Jun 6, 2010

The self-imposed limits of LIS by Ron Day

The paper The self-imposed limits of library and information science: Remarks on the discipline, on the profession, on the university, and on the state of "information" in the U.S. at large today by Ron Day is published in InterActions, a UCLA publication. It begins by raising three related issues: the marginalization of critical thought, the lack of interest in studying public information (mass media and education), and the construction of individuals as 'information seeking' and 'information using'. However, by the end it does not directly address these questions (except maybe the first one). Rather it argues for a change in attitudes and approaches towards information, knowledge, research, and scholarship. Here are a few notes from this paper.

Critique is not a negative term that refers to opposition to the norm.
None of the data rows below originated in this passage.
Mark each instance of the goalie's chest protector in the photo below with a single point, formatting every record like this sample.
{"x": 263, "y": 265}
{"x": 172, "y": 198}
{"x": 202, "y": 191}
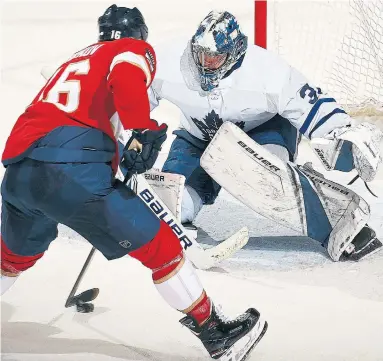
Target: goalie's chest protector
{"x": 204, "y": 114}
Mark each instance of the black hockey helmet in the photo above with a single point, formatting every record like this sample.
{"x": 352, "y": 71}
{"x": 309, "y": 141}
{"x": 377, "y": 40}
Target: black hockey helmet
{"x": 120, "y": 22}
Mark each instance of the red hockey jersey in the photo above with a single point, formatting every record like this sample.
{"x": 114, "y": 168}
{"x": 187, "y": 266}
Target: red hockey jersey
{"x": 87, "y": 90}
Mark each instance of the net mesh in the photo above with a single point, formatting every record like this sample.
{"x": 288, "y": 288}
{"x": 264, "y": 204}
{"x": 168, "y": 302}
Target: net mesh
{"x": 338, "y": 45}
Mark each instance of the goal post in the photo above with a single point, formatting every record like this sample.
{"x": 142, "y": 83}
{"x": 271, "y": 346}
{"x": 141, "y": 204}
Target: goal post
{"x": 337, "y": 44}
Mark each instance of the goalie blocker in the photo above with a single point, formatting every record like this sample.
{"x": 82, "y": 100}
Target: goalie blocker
{"x": 294, "y": 196}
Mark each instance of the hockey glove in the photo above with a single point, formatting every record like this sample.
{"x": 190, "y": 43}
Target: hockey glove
{"x": 142, "y": 149}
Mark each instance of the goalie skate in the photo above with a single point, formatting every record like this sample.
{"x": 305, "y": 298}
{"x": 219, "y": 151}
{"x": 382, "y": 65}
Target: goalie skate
{"x": 228, "y": 340}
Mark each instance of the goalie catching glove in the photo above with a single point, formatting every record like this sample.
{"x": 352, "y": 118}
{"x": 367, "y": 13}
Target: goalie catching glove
{"x": 142, "y": 149}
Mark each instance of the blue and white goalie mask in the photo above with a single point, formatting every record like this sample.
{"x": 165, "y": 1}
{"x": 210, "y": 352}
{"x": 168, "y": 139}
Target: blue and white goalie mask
{"x": 217, "y": 46}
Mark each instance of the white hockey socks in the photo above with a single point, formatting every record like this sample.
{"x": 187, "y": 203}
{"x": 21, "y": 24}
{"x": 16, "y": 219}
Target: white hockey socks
{"x": 181, "y": 288}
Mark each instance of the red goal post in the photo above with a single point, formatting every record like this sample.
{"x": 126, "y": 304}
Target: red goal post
{"x": 337, "y": 44}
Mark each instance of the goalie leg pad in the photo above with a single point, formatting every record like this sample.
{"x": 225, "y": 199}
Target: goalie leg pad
{"x": 297, "y": 198}
{"x": 173, "y": 274}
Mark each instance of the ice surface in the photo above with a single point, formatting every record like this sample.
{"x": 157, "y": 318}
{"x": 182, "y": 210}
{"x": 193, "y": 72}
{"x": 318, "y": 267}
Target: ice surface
{"x": 317, "y": 310}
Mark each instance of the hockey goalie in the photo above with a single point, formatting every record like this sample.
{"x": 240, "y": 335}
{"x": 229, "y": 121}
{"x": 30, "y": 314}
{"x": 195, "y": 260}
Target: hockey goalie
{"x": 244, "y": 111}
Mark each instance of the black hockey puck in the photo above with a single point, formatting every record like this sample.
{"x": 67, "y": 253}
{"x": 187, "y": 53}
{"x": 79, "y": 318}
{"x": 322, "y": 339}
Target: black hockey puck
{"x": 83, "y": 307}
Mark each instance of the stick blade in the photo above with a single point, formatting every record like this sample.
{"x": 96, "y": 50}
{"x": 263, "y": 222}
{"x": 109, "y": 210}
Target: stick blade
{"x": 212, "y": 256}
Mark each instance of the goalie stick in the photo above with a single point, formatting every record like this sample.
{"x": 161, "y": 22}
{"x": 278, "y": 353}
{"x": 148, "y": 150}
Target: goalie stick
{"x": 201, "y": 258}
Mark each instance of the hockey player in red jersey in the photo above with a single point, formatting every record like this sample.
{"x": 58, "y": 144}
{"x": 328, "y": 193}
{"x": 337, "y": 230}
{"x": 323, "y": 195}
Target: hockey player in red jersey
{"x": 61, "y": 157}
In Kantian terms it's understanding of the formal conditions for understanding, practical action, and judgments of taste. It is the questioning of assumptions from which a research starts, whether they be theological or scientific-empirical assumptions. Empirical research approaches knowledge as facts discoverable through application of theory and method and ignores the possibilities of these facts being constructed by theories and methods. The studies of information that are construed as studies of empirical entities erase the conditions of knowledge production, of understanding that information is not the essence of some substance (as wax is the essence of candle).

It is important to question dogmatically derived assertions and critique the powers of expression. These powers are manifested in the formal arrangement of materials as well as in statements (form and content of expressions). Preventing dogmatism is the orientation of critical analysis.

The modern epistemology of systems emerged as the development of classifications. In various classifications individuals are seen as representatives of classes arranged by a system. Systems often ignore the historical development of individuals. Such synchronic identities may be called 'individuals', while historically determined measures may be called 'singularities'. The political struggle is often confined to the struggle for the rights of certain individuals as seen in terms of classes sanctioned by the reigning state (race or gender). To overcome dogmatism and ideologies, we should view identities as singularities and allow such singularities challenge the world and question conditions and re-define the terms of their existence.

"The ideal of critique, however, is not toward simply being granted identity within the norm's grammar and logic of recognition and representation, but rather, toward justice, that is toward all beings being considered as equal, each according to the terms of its specific singularity, as well as its in-common being."